Andersen was selected in the second round with the 58th overall pick by the Atlanta Falcons in the 2022 NFL draft. The Falcons previously obtained the pick in the trade that sent Julio Jones to the Tennessee Titans. Andersen made his season debut in Week 2 against the Los Angeles Rams. In Week 6 against the San Francisco 49ers, Andersen made his first professional start, where he had a season-high 13 tackles in the 28–14 win. He finished the season with 69 tackles through 17 games and five starts.

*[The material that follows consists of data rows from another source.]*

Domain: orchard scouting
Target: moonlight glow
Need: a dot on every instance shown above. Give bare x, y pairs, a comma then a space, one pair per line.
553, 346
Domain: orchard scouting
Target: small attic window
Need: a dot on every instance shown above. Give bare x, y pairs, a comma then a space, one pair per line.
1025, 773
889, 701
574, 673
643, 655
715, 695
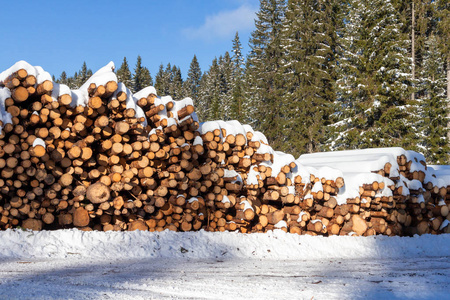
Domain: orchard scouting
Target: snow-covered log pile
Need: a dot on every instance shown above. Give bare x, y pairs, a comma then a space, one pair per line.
102, 158
387, 191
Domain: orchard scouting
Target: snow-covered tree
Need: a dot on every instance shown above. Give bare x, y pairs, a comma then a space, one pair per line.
238, 106
124, 74
209, 96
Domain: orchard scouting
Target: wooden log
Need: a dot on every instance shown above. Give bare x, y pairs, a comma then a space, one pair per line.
81, 217
98, 193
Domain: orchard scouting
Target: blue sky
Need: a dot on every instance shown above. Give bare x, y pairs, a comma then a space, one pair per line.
61, 35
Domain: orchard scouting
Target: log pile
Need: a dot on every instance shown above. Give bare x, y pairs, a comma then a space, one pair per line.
102, 158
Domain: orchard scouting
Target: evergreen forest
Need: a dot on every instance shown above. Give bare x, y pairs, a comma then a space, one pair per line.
325, 75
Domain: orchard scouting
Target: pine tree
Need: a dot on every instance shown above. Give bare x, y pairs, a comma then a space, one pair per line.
208, 104
83, 75
309, 37
192, 84
176, 84
62, 78
164, 80
433, 123
374, 79
225, 86
124, 74
264, 75
141, 77
238, 106
72, 81
159, 80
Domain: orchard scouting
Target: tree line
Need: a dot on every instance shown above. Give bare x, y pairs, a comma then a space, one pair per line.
326, 75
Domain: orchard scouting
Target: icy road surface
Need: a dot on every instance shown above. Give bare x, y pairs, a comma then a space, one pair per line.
142, 265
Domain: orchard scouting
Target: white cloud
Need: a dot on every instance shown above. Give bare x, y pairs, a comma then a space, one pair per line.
224, 24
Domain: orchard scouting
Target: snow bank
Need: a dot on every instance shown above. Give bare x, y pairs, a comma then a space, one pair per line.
203, 245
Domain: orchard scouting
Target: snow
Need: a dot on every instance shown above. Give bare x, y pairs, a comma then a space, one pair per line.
101, 77
16, 67
145, 92
72, 264
59, 90
39, 142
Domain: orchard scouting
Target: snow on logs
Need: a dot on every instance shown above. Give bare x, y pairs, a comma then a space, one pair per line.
103, 158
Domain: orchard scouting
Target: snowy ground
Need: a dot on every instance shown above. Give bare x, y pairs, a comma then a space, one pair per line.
70, 264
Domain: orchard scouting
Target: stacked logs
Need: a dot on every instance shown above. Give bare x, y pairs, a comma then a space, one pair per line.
102, 158
396, 199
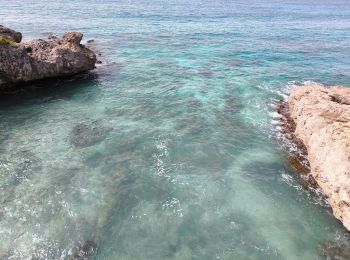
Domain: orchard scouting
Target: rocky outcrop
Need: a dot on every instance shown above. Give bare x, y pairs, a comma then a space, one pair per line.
322, 122
10, 34
40, 59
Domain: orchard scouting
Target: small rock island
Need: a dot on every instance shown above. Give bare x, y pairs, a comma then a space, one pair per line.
22, 62
322, 122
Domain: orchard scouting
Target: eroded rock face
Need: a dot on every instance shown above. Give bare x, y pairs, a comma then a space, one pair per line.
39, 59
322, 119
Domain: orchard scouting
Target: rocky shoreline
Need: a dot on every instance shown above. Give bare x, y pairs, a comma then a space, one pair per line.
317, 120
22, 62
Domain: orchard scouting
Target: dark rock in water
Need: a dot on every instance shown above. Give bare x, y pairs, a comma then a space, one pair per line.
84, 135
10, 34
295, 163
85, 251
39, 59
332, 251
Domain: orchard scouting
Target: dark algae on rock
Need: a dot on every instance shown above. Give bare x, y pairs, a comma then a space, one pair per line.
39, 59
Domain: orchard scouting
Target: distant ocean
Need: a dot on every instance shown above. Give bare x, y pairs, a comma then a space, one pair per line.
168, 150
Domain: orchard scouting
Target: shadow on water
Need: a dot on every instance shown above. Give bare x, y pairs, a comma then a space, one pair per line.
48, 89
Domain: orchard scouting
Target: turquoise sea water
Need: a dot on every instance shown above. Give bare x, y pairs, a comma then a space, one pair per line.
168, 149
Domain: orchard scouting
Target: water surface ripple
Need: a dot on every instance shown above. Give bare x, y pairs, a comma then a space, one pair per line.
167, 150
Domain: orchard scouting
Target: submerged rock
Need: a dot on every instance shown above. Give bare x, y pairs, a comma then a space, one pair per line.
322, 122
86, 250
84, 135
10, 34
39, 59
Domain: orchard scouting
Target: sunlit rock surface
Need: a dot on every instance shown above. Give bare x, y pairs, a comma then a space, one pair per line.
322, 117
39, 59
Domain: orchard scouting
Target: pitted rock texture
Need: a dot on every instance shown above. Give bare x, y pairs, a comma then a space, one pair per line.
40, 59
322, 118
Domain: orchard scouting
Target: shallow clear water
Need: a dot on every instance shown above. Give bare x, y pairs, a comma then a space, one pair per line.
167, 150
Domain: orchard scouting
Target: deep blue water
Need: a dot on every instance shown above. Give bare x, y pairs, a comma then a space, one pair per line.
168, 149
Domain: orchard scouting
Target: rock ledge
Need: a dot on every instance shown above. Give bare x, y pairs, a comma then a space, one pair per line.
322, 122
40, 59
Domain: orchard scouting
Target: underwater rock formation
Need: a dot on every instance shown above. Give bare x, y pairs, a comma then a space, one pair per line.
40, 59
10, 34
86, 250
84, 135
322, 122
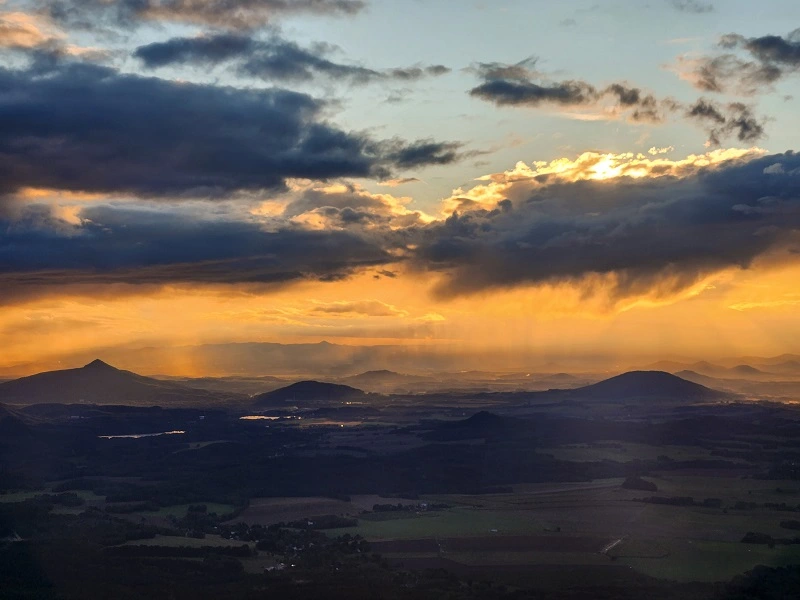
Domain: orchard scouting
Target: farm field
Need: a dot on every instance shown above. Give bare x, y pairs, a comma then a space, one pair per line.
593, 524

On September 26, 2023, Andersen was placed on injured reserve after suffering a shoulder/pectoral injury in Week 3.

In Week 4 of the 2024 season, Andersen recorded 16 tackles and returned an interception 47 yards for a touchdown in a 26–24 win over the New Orleans Saints, earning NFC Defensive Player of the Week.

Due to being placed on the physically unable to perform (PUP) list at the start of training camp and never being activated for the entire 2025 season, Andersen's contract tolled on what would have been its final year. On March 9, 2026, he agreed to a restructuring that would prevent his contract to toll and pay him $1.54 million in 2026. On August 7, Andersen was released by the Falcons.

Pre-draft measurables
| Height | Weight | Arm length | Hand span | Wingspan | 40-yard dash | 10-yard split | 20-yard split | 20-yard shuttle | Three-cone drill | Vertical jump | Broad jump |
| 6 ft 3+1⁄2 in (1.92 m) | 243 lb (110 kg) | 32+1⁄8 in (0.82 m) | 9+1⁄4 in (0.23 m) | 6 ft 5+3⁄8 in (1.97 m) | 4.42 s | 1.51 s | 2.53 s | 4.07 s | 6.77 s | 36.0 in (0.91 m) | 10 ft 8 in (3.25 m) |
All values from NFL Combine/Pro Day

==NFL career statistics==

=== Regular season ===

Year: Team; Games; Tackles; Fumbles; Interceptions
GP: GS; Cmb; Solo; Ast; Sck; TFL; FF; FR; Yds; TD; Int; Yds; TD; PD
2022: ATL; 17; 5; 69; 40; 29; 0; 3; 1; 0; 0; 0; 0; 0; 0; 1
2023: ATL; 2; 2; 19; 7; 12; 0.5; 1; 0; 0; 0; 0; 0; 0; 0; 0
2024: ATL; 7; 4; 47; 28; 19; 0; 1; 0; 0; 0; 0; 1; 47; 1; 1
Career: 26; 11; 192; 75; 60; 0.5; 5; 1; 0; 0; 0; 1; 47; 1; 2

==Personal life==
Andersen is a cousin of Major League Baseball pitcher Codi Heuer. His father played college basketball at Eastern Oregon University, while his sister ran track at Montana State. Andersen graduated from Montana State with a degree in agricultural business in May 2021.